I had a surprisingly nice evening.
Cycled up to the British Museum in the face of a bit of headwind for The Age of Stonehenge exhibition.
The recent Age of Nero exhibition had been a bit crap but this was excellent. Strong recommend.
The curation was superb. Yes a wall of axe heads can be moving and beautiful. The range of artefacts showed the extraordinary saltatory leaps in technical and cultural innovation in Europe, threaded round the development, domination and eventual desuetude of Stonehenge.
The whole was mysterious and beautiful. Exemplified by the extraordinary Nebra Sky Disk. No I didn’t take a picture. Go see it.
Detachable penises! Dead beaker folk!
Also lol aurochs were massive and scary. Stood another head or so above humans.
Then went to the Museum Tavern. I always forget that it’s surprisingly beautiful inside, with a wonderful bar.

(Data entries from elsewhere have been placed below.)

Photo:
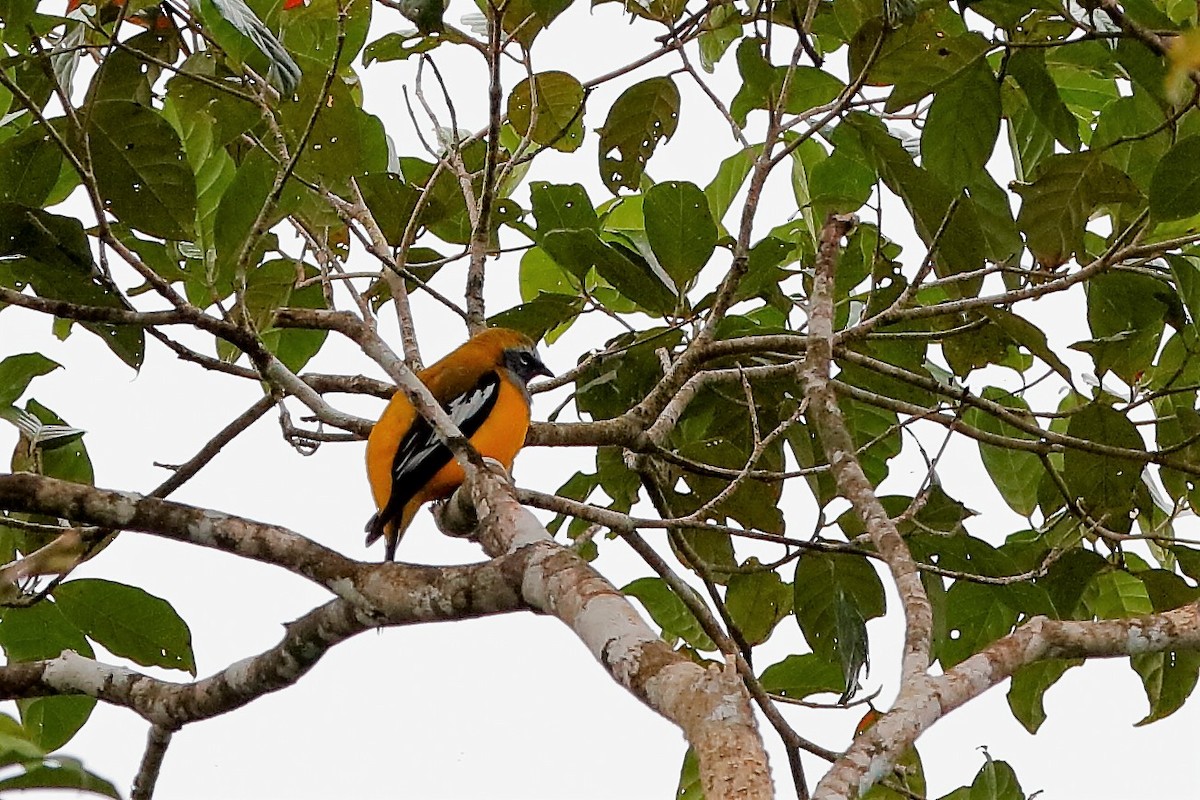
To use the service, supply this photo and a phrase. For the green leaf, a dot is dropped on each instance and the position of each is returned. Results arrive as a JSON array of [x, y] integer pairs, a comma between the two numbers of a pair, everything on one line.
[[803, 675], [39, 631], [391, 203], [1027, 67], [681, 228], [827, 587], [1015, 473], [1175, 186], [562, 206], [996, 781], [141, 172], [399, 46], [928, 199], [671, 614], [345, 140], [539, 316], [1126, 313], [977, 615], [625, 270], [756, 602], [30, 163], [1169, 679], [1116, 594], [731, 174], [523, 19], [17, 371], [54, 721], [844, 181], [273, 286], [763, 83], [549, 108], [1029, 687], [127, 621], [643, 115], [955, 145], [721, 29], [57, 263], [1066, 191], [1104, 485], [245, 35], [690, 787], [919, 58]]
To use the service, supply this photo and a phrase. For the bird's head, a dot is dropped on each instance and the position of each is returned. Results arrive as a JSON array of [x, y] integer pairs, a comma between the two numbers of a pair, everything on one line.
[[515, 352]]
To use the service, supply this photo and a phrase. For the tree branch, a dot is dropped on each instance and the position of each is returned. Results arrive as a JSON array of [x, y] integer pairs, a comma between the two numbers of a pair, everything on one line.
[[709, 704]]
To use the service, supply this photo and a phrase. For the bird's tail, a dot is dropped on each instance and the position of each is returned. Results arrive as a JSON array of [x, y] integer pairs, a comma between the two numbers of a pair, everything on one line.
[[378, 528]]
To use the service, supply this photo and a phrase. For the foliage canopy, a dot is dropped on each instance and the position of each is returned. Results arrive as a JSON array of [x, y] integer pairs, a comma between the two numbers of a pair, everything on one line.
[[234, 180]]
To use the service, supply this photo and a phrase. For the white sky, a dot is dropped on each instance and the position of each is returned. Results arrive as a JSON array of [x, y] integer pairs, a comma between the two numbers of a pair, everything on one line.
[[509, 707]]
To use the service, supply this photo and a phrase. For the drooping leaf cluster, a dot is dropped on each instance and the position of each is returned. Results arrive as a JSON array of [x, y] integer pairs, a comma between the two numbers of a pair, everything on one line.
[[996, 154]]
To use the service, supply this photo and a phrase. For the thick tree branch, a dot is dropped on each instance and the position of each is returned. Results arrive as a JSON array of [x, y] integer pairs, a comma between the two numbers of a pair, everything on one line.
[[709, 704], [875, 751], [839, 447]]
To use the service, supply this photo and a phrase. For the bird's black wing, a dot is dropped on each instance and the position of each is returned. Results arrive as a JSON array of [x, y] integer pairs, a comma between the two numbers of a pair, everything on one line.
[[421, 453]]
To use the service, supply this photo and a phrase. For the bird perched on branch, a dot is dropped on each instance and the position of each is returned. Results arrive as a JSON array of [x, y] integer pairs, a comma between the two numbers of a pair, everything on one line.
[[484, 388]]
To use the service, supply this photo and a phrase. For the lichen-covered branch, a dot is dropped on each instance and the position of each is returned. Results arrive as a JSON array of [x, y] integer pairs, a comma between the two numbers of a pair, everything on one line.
[[709, 704], [924, 703]]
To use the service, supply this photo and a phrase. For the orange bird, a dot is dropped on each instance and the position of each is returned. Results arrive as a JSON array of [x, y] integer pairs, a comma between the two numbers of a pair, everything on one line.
[[484, 388]]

So home, on the back of a now glorious tailwind, to a very basic but a very nice chick pea soup that had been cooking in the oven for eight or so hours.
Now off to continue reading Anna Lowenhaupt Tsing’s really excellent The Mushroom at the End of the World.
Lowenhaupt Tsing’s use of the concepts of assemblages, time creation and contamination between humans, fauna and the environment contributed significantly to my enjoyment of the exhibition, which after all depicted people carving tools and history and gods and art out of the cosmos. The overlapping assemblages of stone, time, stars, bone and swirling mystic design, transforming to sun worship, bronze and gold should in ALT’s depiction not be seen as progression but a change in the assemblage of elements, and cadences, a new set of lithic, cosmic, and anthropological contaminations and influences.
So, yes, sorry for the bland post. Pepys this is not. But I had a surprisingly nice evening. And that is a thing to be celebrated.